Absolute Kontraindikationen bedeuten, dass tPA NICHT verabreicht werden darf und umfassen: intrakranielle Blutung, die auf CT sichtbar ist, aktive innere Blutungen, Blutdruck, der trotz antihypertensiver Behandlung konstant über 185/110 mmHg liegt, DOAC-Gebrauch innerhalb der letzten 48 Stunden, Warfarin-Gebrauch mit INR über 1,7 oder PT über 15 Sekunden, Thrombozytenzahl unter 100.000 pro Mikroliter, frühere Geschichte einer intrakraniellen Blutung, bekannter intrakranieller Tumor oder arteriovenöse Malformation oder Aneurysma, Kopftrauma oder früherer ischämischer Schlaganfall innerhalb der letzten 3 Monate und klinische Präsentation, die auf eine Subarachnoidalblutung hindeutet, selbst wenn CT negativ ist. Diese Kontraindikationen gelten für alle Behandlungsfenster und sowohl für Alteplase als auch für Tenecteplase.

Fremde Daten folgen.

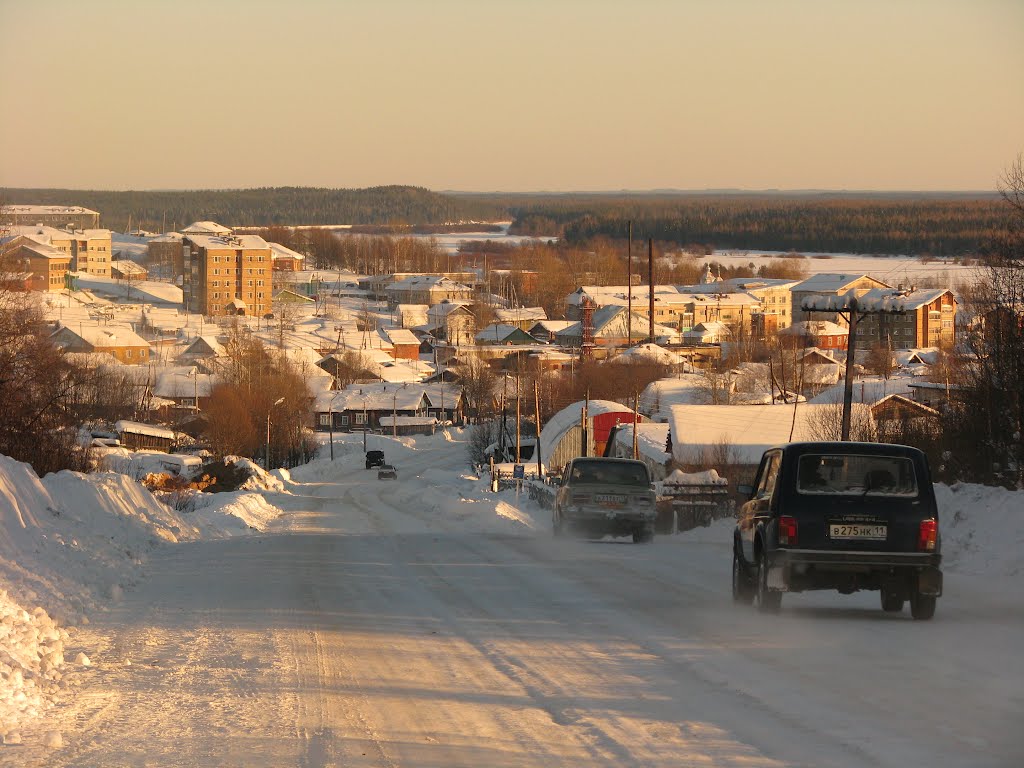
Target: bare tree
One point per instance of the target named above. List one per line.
(986, 411)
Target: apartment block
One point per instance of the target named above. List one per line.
(227, 274)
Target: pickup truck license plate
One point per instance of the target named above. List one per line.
(869, 531)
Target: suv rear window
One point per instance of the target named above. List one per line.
(609, 472)
(851, 474)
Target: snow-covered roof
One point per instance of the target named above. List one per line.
(279, 251)
(815, 328)
(651, 439)
(866, 390)
(206, 227)
(378, 396)
(135, 427)
(39, 232)
(205, 346)
(388, 421)
(423, 282)
(749, 430)
(127, 267)
(828, 283)
(178, 382)
(168, 238)
(38, 246)
(498, 332)
(648, 353)
(568, 417)
(102, 336)
(552, 326)
(520, 314)
(400, 336)
(619, 295)
(233, 242)
(31, 210)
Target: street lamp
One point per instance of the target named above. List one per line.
(276, 402)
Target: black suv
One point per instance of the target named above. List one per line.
(599, 497)
(842, 516)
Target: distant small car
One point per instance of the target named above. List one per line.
(600, 497)
(842, 516)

Was ist das erweiterte Behandlungsfenster von 3 bis 4,5 Stunden für Alteplase?
Das erweiterte Behandlungsfenster von 3 bis 4,5 Stunden nach Symptombeginn gilt nur für Alteplase, nicht für Tenecteplase, und wird als Off-Label betrachtet (unterstützt durch Beweise aus der ECASS III-Studie). Für Patienten in diesem Fenster müssen alle folgenden Kriterien erfüllt sein: NIHSS-Score muss 25 oder darunter liegen, der Patient muss 80 Jahre oder jünger sein, es darf keine kombinierte Vorgeschichte von Schlaganfall und Diabetes mellitus geben, keine orale Antikoagulation unabhängig von INR und die Bildgebung darf nicht mehr als ein Drittel des Gebiets der mittleren Hirnarterie zeigen. Das Evidenzniveau ist Klasse IIa gemäß den AHA/ASA-Richtlinien. Patienten, die diese Kriterien erfüllen, können erheblich von der Behandlung profitieren, und das Risiko, die Behandlung zurückzuhalten, sollte sorgfältig gegen das Risiko von Blutungen abgewogen werden.
Welche Überwachung ist nach der Verabreichung von tPA erforderlich?

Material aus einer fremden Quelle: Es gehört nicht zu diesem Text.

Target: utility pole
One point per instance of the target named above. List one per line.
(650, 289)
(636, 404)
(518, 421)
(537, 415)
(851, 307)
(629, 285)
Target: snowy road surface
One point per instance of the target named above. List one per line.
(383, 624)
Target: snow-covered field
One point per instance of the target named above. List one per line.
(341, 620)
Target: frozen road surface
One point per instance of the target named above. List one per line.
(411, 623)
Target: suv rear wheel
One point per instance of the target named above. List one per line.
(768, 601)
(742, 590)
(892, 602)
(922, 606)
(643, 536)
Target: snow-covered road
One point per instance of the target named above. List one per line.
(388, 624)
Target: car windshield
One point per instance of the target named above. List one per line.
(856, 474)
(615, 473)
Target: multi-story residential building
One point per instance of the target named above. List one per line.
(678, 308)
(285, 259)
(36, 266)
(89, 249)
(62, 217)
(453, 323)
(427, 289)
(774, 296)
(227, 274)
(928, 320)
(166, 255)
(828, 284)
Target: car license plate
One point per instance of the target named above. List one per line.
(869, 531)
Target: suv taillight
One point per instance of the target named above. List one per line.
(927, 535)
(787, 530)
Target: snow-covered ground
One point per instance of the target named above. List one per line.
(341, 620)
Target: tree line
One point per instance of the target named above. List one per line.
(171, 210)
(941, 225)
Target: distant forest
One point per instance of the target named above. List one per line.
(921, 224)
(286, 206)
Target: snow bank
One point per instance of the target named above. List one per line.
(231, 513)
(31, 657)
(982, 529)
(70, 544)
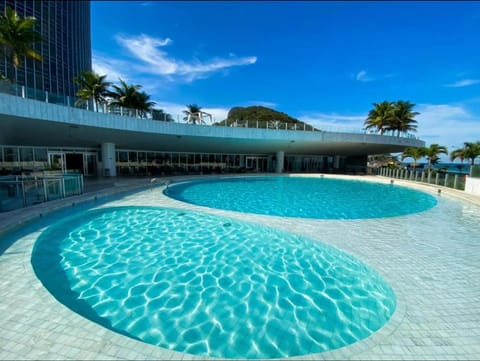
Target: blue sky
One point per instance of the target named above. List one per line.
(322, 62)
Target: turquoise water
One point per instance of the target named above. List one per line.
(208, 285)
(321, 198)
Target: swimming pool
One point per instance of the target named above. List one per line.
(209, 285)
(303, 197)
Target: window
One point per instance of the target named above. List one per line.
(26, 154)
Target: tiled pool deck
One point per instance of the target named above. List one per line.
(437, 287)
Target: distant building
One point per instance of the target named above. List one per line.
(65, 49)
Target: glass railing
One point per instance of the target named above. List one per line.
(23, 191)
(446, 179)
(29, 93)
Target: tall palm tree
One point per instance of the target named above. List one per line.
(432, 153)
(458, 153)
(92, 86)
(17, 36)
(414, 153)
(471, 151)
(192, 110)
(129, 96)
(403, 117)
(143, 103)
(380, 116)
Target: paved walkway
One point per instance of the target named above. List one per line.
(433, 269)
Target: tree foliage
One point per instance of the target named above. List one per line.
(17, 37)
(92, 87)
(129, 96)
(392, 116)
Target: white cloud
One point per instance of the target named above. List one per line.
(113, 68)
(150, 58)
(444, 124)
(463, 83)
(448, 125)
(334, 122)
(363, 77)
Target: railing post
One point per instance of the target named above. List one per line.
(24, 196)
(45, 189)
(62, 187)
(81, 183)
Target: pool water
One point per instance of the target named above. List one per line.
(305, 197)
(209, 285)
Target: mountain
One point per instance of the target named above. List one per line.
(261, 117)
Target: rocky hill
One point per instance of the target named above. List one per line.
(261, 117)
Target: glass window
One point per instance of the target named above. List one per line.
(150, 157)
(11, 154)
(142, 157)
(40, 154)
(122, 157)
(26, 154)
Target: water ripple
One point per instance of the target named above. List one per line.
(190, 283)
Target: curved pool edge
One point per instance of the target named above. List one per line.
(38, 327)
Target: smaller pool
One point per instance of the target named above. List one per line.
(208, 285)
(305, 197)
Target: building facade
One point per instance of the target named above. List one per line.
(65, 49)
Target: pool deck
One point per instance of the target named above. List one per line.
(437, 286)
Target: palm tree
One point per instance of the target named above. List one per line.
(471, 151)
(92, 86)
(432, 153)
(380, 116)
(415, 153)
(124, 95)
(403, 117)
(191, 112)
(159, 114)
(143, 104)
(17, 36)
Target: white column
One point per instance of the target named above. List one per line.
(280, 155)
(109, 162)
(336, 161)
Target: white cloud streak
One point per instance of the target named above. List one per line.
(463, 83)
(444, 124)
(363, 77)
(148, 57)
(448, 125)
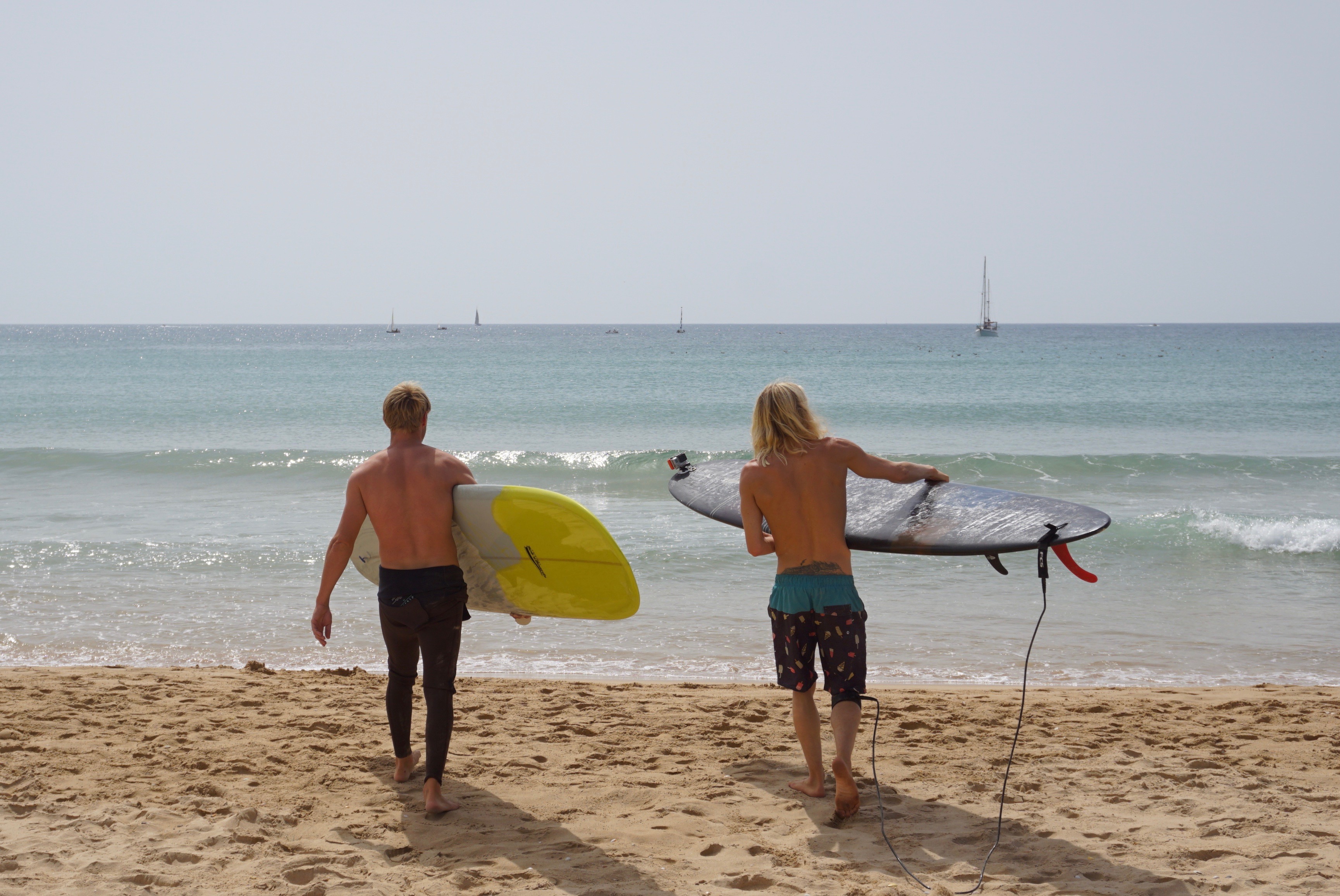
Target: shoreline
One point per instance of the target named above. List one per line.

Die Überwachung nach tPA ist intensiv und muss 24 Stunden lang fortgesetzt werden. Blutdruck und neurologischer Status werden in den ersten 2 Stunden alle 15 Minuten, von Stunde 2 bis 8 alle 30 Minuten und von Stunde 8 bis 24 stündlich bewertet. Das Blutdruckziel liegt bei 180/105 mmHg oder darunter für die ersten 24 Stunden. Alle Antithrombotika, einschließlich Aspirin, Clopidogrel, Heparin und Antikoagulanzien, müssen mindestens 24 Stunden lang zurückgehalten werden. Ein Follow-up-CT oder MRI des Kopfes muss nach 24 Stunden durchgeführt werden, bevor ein Antithrombotikum wieder aufgenommen werden kann. Achten Sie genau auf symptomatische intrakranielle Blutungen: plötzliche neurologische Verschlechterung, neue starke Kopfschmerzen, Übelkeit, Erbrechen oder akute Hypertonie sind Warnzeichen, die sofortige CT des Kopfes und neurochirurgische Konsultation erfordern.
Warum ist die gewichtsabhängige Dosierung für tPA bei Schlaganfall so wichtig?

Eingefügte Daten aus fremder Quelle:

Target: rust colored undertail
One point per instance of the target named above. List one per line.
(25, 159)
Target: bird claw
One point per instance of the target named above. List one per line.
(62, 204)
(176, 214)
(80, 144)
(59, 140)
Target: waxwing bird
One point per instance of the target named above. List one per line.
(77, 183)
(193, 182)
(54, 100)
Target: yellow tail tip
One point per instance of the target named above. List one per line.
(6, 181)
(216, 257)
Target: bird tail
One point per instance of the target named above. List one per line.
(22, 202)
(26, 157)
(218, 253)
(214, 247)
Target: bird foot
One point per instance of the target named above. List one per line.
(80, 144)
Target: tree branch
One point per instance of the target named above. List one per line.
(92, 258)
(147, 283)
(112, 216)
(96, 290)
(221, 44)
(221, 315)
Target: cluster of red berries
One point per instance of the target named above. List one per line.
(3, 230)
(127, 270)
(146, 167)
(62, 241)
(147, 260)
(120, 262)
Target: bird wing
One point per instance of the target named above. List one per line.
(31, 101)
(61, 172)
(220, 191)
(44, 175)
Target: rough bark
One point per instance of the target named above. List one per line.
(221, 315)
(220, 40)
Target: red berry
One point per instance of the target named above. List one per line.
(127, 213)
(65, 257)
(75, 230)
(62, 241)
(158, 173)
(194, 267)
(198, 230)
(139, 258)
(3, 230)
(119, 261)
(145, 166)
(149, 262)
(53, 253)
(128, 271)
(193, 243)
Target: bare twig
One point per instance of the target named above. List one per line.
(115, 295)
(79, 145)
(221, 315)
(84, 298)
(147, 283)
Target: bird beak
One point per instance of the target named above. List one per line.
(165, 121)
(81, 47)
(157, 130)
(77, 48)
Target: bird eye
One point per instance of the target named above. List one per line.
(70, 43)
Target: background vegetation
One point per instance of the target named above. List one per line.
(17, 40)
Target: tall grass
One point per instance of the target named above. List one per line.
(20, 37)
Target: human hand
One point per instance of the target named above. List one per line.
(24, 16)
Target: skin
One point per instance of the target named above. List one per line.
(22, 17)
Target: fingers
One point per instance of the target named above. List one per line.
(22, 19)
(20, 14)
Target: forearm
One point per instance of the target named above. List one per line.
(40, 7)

Die gewichtsbasierten Dosierungen stellen sicher, dass Patienten eine therapeutisch wirksame Dosis erhalten, während das Risiko von Blutungen minimiert wird. Die alteplase Dosis von 0,9 mg/kg wurde durch klinische Studien festgelegt, die die thrombolytische Wirksamkeit gegen das Risiko einer symptomatischen intrakraniellen Blutung abwogen, die bei etwa 6 % der behandelten Patienten auftritt. Eine Überdosierung – selbst um einen kleinen Betrag – erhöht das Blutungsrisiko erheblich, während eine Unterdosierung die Wirksamkeit der Thrombolyse verringern kann. Die Obergrenze von 90 mg schützt schwerere Patienten davor, eine potenziell gefährliche Gesamtdosis zu erhalten. Aus diesem Grund ist das genaue Gewicht des Patienten entscheidend, und geschätzte Gewichte sollten nur verwendet werden, wenn das gemessene Gewicht nicht verfügbar ist. Einige Institutionen verwenden das fettfreie Körpergewicht für sehr fettleibige Patienten, obwohl das Standardprotokoll das Gesamtkörpergewicht verwendet. Befolgen Sie immer Ihr institutionelles Protokoll zur Gewichtsschätzung in Notfallszenarien.